The Bear Ledge, owned by Captain Carroll and his partners, adjoins the Treadwell or Paris claim, and is a continuation of the same rich vein; and from the richness and extent of these and other mines, it is believed that a large town will eventually spring up on the island. A town-site was located and called Cooperstown, in 1881, soon after the discovery of gold on the island, but so far only the tents of placer miners have marked it. For two seasons lawless bodies of men worked the placers on the surface of the Treadwell lode, and, as there was no power to appeal to, the Treadwell company were forced to endure it. During the summer of 1883, over twenty-five thousand dollars was taken from the surface of the ledge in this way. The miners pounded up the rich, decomposed quartz in hand-mortars, and as it was impossible to extract all the gold by the rude process employed, they dumped over into the channel richer quartz, in many instances, than had been worked in the Treadwell mill. The deposit of decomposed quartz on the top of the ledge was in some places ten feet deep, and in working it the squatters took the water of the Paris, or Hayes Creek, and shut off the mill supply entirely. There was a sharp contest between the mill-owners and the hydraulic miners, and the man-of-war at Sitka had to be sent for before the matter was adjusted. They pledged themselves, “until such time as they should have civil law,” to let the mill have the use of the water for twelve hours and the miners for the other twelve hours of each twenty-four, and the squatters were not to blast the lode, but only wash the surface ground.

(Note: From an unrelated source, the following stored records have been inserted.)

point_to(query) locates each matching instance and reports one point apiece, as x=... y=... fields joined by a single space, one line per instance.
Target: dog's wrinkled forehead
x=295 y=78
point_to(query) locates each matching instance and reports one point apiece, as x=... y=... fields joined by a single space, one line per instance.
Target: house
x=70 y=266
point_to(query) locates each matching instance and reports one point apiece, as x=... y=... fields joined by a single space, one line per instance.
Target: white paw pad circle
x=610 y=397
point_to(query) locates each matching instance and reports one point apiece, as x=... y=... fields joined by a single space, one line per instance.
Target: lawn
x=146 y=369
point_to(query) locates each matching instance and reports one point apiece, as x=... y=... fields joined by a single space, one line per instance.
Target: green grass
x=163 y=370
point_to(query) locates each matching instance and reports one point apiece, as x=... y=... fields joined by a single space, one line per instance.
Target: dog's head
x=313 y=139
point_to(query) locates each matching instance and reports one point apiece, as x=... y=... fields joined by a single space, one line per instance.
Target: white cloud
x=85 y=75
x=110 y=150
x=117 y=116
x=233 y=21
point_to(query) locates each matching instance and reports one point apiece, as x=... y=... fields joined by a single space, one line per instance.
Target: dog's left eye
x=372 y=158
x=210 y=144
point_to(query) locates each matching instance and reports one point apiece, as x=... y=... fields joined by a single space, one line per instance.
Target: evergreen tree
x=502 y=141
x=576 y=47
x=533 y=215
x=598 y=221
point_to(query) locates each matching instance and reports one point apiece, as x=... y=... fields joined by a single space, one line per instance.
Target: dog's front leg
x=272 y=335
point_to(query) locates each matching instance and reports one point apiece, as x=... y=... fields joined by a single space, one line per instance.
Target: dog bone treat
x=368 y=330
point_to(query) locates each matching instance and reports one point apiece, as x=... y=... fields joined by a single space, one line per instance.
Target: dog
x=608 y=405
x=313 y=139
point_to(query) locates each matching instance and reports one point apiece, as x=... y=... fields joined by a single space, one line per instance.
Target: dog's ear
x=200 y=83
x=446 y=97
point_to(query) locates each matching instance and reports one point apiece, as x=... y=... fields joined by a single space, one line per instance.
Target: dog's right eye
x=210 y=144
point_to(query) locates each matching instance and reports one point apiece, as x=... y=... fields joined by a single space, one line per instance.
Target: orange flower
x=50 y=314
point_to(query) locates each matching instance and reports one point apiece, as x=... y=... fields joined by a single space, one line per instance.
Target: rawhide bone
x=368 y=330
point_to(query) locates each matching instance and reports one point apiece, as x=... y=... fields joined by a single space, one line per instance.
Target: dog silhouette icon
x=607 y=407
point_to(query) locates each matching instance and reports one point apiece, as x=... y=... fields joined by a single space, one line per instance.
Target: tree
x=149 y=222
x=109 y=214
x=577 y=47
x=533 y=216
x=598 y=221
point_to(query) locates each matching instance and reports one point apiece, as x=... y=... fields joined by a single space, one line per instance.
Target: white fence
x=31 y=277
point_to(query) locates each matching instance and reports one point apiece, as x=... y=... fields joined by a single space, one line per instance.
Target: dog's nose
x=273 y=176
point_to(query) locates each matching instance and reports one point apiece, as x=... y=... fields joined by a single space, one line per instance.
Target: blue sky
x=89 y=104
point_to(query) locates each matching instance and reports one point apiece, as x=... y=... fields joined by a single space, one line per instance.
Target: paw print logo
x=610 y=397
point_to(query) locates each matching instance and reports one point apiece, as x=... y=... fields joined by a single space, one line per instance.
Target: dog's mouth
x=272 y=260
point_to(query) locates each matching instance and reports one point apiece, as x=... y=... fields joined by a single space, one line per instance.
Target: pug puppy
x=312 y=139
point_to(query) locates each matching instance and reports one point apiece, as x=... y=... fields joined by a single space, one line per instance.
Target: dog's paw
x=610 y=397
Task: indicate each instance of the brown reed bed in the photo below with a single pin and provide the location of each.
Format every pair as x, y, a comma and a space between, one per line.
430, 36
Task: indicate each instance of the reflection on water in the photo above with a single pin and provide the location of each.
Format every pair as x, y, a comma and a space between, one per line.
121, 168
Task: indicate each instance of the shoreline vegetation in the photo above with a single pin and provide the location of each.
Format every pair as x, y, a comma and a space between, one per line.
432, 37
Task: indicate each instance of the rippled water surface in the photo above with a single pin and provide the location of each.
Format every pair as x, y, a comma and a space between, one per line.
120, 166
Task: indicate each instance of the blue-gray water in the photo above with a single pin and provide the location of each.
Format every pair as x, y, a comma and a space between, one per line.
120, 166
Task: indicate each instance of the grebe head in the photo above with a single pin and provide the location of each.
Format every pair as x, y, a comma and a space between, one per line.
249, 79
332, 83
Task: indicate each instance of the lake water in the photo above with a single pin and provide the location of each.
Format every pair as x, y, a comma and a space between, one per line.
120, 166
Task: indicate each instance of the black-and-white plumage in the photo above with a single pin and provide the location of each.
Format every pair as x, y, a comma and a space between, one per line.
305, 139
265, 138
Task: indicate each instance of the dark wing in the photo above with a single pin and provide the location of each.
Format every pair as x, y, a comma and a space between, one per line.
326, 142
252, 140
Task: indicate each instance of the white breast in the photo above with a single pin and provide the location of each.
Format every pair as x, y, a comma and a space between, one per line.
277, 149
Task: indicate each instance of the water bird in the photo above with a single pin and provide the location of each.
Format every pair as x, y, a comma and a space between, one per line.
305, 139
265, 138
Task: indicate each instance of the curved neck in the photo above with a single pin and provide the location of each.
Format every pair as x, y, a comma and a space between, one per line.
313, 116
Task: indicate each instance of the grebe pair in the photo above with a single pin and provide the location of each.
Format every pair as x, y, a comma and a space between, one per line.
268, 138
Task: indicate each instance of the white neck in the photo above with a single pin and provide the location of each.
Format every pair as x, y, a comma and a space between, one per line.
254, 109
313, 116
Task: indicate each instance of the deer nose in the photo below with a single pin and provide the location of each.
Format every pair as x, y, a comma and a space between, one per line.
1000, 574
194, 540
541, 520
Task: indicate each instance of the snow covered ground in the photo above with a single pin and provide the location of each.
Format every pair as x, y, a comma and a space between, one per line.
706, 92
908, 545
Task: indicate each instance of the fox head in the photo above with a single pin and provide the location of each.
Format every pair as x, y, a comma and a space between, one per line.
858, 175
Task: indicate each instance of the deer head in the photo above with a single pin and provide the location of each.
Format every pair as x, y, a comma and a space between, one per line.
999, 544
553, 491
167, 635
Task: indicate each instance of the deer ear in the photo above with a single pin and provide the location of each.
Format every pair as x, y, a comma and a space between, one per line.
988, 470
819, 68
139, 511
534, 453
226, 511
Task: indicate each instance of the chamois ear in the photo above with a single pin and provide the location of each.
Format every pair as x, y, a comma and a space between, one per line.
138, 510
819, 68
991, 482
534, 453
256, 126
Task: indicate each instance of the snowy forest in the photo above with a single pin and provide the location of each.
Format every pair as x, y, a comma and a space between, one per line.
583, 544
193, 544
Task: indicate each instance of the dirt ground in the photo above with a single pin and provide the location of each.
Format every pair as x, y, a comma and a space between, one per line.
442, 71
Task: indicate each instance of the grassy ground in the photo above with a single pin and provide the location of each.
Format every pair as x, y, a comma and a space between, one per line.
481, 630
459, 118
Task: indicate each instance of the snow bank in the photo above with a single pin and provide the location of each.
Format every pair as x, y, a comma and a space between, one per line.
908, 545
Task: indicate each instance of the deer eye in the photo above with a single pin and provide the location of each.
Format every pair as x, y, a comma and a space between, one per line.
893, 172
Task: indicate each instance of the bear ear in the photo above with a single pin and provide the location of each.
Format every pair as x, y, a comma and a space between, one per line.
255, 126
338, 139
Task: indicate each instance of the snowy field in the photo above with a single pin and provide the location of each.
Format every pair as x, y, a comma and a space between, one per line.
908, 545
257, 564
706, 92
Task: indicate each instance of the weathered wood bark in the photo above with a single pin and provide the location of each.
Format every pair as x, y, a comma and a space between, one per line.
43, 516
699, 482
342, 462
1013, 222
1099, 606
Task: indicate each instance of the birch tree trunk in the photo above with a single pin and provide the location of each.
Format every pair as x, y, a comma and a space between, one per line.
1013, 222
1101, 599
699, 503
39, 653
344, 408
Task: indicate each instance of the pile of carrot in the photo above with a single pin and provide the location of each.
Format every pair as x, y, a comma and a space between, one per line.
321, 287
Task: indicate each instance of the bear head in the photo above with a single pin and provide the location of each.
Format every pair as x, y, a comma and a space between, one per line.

An island gold field is a rarity in mining annals, but all Douglass Island is said to be seamed with quartz lodes, and it is ridged with high mountains from end to end of its twenty-mile boundaries. It was eighty-seven years after Vancouver’s surveys before the prospectors found the gold on its shores, but the miners have retained the old nomenclature, and the island is still Douglass Island, as Vancouver named it in honor of his friend, the Bishop of Salisbury.